Während das in Potsdam scheinbar zunehmend besser gelingt, besteht in anderen Teilen Europas immer größerer Handlungsbedarf. Wie zuletzt bei den Wahlen in der Ukraine zeigt sich in ganz Europa eine Erstarkung der Rechten bis hin zu offen faschistischen Parteien: Wahlerfolge für Jobbik in Ungarn, die Freiheitspartei in der Ukraine, den so genannten Wahren Finnen… die Liste ließe sich erschreckenderweise noch weit verlängern. Dass es dabei längst nicht bei der Absicht der Erringung der Macht auf parlamentarischem Wege bleibt, zeigt sich deutlich an organisierten Hetzjagden auf Roma in vielen osteuropäischen Ländern. Dass Menschen aufgrund ihrer Herkunft, ihrer Hautfarbe, ihrer sozialen Position oder politischen Einstellung und ihrer geschlechtlichen Identität um ihr Leben fürchten müssen, während große Teile der Gesellschaft wegschauen oder die Pogrome sogar befürworten, ist nicht nur anlässlich des Hintergrundes unserer heutigen Gedenkveranstaltung unerträglich. Es darf nie wieder geschehen! Wir dürfen nicht wegschauen, dürfen nicht hinnehmen! Wir dürfen nicht zulassen, dass es eine Einteilung in Betroffene erster und zweiter Klasse gibt. Unsere Solidarität, unser politisches Wirken muss grenzenlos sein.

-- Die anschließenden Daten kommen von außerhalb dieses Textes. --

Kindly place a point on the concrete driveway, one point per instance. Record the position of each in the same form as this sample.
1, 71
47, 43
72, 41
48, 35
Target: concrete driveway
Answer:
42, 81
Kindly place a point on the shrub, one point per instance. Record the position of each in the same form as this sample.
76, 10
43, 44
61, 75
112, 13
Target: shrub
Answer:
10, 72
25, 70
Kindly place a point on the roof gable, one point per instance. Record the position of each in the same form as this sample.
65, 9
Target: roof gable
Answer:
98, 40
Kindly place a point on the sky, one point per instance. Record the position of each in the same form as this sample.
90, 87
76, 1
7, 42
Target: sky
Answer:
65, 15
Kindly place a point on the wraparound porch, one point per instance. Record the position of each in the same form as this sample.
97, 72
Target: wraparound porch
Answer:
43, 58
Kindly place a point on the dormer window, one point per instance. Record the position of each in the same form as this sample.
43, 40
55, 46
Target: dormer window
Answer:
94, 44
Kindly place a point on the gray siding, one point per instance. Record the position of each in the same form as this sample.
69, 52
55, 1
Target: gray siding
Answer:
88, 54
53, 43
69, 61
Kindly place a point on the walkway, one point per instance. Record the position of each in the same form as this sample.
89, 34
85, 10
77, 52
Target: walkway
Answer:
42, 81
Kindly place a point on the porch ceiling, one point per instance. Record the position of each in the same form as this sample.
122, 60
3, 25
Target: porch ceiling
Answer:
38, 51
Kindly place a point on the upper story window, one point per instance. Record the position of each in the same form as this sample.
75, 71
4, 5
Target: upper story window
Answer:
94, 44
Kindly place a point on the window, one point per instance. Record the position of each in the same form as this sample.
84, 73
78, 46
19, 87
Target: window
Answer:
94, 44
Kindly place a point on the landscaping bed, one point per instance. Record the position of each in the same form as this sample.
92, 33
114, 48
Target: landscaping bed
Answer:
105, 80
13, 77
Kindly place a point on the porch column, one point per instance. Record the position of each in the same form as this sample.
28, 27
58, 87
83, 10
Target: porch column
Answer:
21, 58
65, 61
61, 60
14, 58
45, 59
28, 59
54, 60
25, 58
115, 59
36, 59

Die schikanöse Behandlung von Asylsuchenden durch Ämter, Behörden und Mitmenschen in Deutschland muss beendet werden. Schon vor 20 Jahren brannten in Deutschland Flüchtlingsunterkünfte so in Rostock, Mölln, Solingen und anderen Orten und beinahe täglich wurden und werden Menschen Opfer nazistischer Gewalt. Es darf nicht sein, dass sich offiziell über die Morde der NSU empört wird, und dann rassistisch Verfolgte in die Hände eines mordenden Mobs in einem anderen Land abgeschoben werden. Es darf nicht sein, dass Nazi-Morde nicht als solche anerkannt werden. Es ist beschämend genug, dass es der Aufdeckung der NSU-Mordserie bedurfte, damit offizielle Stellen überhaupt wieder Bereitschaft zeigen, das Thema zu diskutieren. Es ist ein Skandal dass die Nazigewalt von bundesdeutschen Behörden verharmlost, gedeckt und sogar mitfinanziert wurde. Wir fordern eine sofortige Anerkennung der Nazi-Morde seit 1990. Wir wollen, dass endlich die ehrliche Erkenntnis einsetzt, dass Nazis, egal in welchem Gewand sie auftreten, lebensgefährlich für eine freie und offene Gesellschaft sind und bekämpft werden müssen – mit allen notwendigen Mitteln!